Opening the new appeal yesterday, Mr James O'Reilly SC, for the BCC, said it centred on construction of Section 18 of the Broadcasting Authority Act 1960, as amended. Section 18.1 obliged RTE to be fair to all interests concerned in the broadcast treatment of current affairs but Section 18.2, which provided that nothing in Section 18 should prevent the transmission of party political broadcasts, constituted a derogation from that obligation.
He argued that the High Court erred in failing to have proper regard for the limited jurisdiction of the BCC as an administrative tribunal. The BCC's decision on Mr Coughlan's complaint was made within this limited jurisdiction and it was reasonable to infer that Section 18.2 entitled the BCC to act as it had.
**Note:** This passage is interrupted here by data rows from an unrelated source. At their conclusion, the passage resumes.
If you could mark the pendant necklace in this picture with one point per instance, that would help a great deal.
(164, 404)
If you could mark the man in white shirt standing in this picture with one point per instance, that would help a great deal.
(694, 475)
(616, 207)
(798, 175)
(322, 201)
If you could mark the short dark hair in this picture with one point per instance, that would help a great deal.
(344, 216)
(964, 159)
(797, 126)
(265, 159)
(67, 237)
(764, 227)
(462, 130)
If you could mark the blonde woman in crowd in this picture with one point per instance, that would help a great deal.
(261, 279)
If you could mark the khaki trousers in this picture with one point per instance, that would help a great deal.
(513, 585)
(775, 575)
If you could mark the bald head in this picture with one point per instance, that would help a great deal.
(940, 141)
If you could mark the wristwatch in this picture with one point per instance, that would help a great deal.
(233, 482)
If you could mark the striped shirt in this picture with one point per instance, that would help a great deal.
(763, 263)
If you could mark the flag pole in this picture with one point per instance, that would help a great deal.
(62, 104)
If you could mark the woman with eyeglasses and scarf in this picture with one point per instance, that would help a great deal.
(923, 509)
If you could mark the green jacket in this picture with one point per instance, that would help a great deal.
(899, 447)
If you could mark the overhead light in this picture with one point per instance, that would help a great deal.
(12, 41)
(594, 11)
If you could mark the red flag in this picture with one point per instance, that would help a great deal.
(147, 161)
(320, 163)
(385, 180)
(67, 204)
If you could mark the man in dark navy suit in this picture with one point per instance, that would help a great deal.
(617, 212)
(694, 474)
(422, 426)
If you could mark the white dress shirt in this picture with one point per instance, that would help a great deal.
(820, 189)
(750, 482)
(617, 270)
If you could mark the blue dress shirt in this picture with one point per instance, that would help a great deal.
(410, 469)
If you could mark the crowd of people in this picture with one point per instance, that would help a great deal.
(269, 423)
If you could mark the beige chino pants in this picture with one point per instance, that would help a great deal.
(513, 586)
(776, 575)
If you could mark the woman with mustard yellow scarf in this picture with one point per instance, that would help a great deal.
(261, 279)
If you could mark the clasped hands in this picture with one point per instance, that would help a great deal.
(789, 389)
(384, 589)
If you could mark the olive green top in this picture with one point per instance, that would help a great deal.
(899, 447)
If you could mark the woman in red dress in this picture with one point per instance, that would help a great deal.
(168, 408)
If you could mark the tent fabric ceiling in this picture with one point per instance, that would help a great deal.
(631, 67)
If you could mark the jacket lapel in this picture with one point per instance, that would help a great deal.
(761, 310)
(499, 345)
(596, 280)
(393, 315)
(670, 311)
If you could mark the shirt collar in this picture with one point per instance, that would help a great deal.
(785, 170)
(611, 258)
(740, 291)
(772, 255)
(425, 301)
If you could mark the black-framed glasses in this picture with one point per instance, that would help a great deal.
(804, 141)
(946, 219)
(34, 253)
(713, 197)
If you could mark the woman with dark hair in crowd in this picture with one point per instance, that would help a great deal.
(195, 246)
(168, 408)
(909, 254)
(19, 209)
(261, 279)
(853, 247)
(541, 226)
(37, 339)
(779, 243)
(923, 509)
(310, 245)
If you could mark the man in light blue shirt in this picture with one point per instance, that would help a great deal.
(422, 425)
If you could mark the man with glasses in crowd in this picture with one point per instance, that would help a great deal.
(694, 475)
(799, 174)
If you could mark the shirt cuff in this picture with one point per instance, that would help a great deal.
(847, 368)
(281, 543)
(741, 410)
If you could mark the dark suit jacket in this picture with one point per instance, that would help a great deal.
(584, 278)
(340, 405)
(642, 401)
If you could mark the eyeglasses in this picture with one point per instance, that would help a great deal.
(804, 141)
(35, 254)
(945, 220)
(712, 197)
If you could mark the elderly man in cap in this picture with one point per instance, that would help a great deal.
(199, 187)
Ms Mary Finlay SC, for RTE, said the issue was whether RTE had acted in excess of its jurisdiction or in breach of its statutory obligations in allocating time in the 1995 divorce campaign for uncontested broadcasts to five political parties, all of which advocated a Yes vote.
She said the McKenna judgment had created uncertainty for RTE's obligations in a referendum campaign and had led to RTE not running any party political broadcasts in recent referendums.
The difficult question for the court was determining to what extent Section 18.2 of the Broadcasting Act, stating nothing should prevent the transmission of party political broadcasts, overrode RTE's obligation in Section 18.1 to be fair to all interests.
She said fairness to all interests concerned did not mean granting equal time to both sides in a referendum campaign. Fairness was not always the same as equality. The court had to ask what interests were involved. These included individual citizens who had associated in political parties. RTE was entitled to have regard to groups actively engaged in the democratic process.
She said the High Court was wrong in applying the McKenna decision to the RTE situation. To allocate equal time for uncontested broadcasts to the Yes and No sides in a referendum would not be a proper discharge of RTE's obligations under the Broadcasting Acts. RTE should be entitled to allocate a limited amount of uncontested broadcast time to the political parties to advance their views.
Could it be unconstitutionally unfair to allow political parties, who met the criteria for party political broadcast time, a small amount of uncontested airtime out of the entire time allocated to referendum coverage, she asked. It was too simplistic to put RTE into a "straitjacket" where it had to allocate equal airtime for uncontested broadcasts.
Mr Justice Keane said we "are stuck in a time warp" regarding party political broadcasts. The system dated back to the war and to a time before politicians had microphones "stuck under their noses at every opportunity". The appeal continues.